As I said, I don't know the whole real story- or Rickover's side- but so far it's good reading. I do know that the rest of the novel is based on Beach's experience commanding the first nuclear sub to circumnavigate the globe completely submerged (Operation Sandblast). The caricature above (l to r: Rickover, Beach) kind of sums up my impression of their relationship so far...


  1. I am sorry you didn't like "Dust on the Sea." I have read all three of these submarine novels by CDR. Beach. In each of them his personal experience and expertise, and his obvious love for his subject, shine through. For me, they are a delight to read, especially as I enjoy learning about the nuts and bolts of submarine tactics, operation, and everyday shipboard life.

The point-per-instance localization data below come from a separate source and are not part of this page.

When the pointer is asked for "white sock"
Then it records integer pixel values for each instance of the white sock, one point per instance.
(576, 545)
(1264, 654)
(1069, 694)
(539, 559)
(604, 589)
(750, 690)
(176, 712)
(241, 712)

    I have read "Dust on the sea" twice. It is clearly not as good as "Run silent, run deep" (which I also plan to read again soon), but I in no way got a sense of it being an unbelievable schoolboy yarn. Beach's strength was his intimate knowledge of submarine handling and operations, and also the strategic and navy politics side. I found the set-up very believable.

    I'll have to cast around for a copy of "Cold is the sea," to read it again in the light of your comments about the relationship with Rickover.

    I see on Amazon that Beach also wrote a documentary style book "Submarine!" which I didn't know about. I'll keep that in mind too.

    Thank you for your blog.

  2. Thanks for stopping by and commenting.

    I just want to be clear, I have a GREAT respect for CDR. Beach. And to be honest, a lot of the nuts and bolts details are way over my head. Obviously Tom Clancy had some pretty sturdy shoulders to stand on.

    As for "Dust on the Sea"...It's been a long time since I read it, and I don't want to spoil it- but starting with the sequence where the Captain is captured by the Japanese, it just started to feel unreal to me.

    But again, I want to say I have a lot of respect for CDR. Beach. He was there, and I wasn't so I know I don't have much ground to judge him. But, I do have to say, I enjoyed "Cold is the Sea" much more than "Dust". Let me know what you think about "Cold" when you revisit it.

  3. My father was a Sub Officer (Retired as a Captain) who served on the USS .Trigger and knew Beach and Rickover. My father also had some unkind words for Rickover and got in many an argument with him over safety.I remember him reading "Cold as the Sea " and commenting on the truthfulness of much of the story.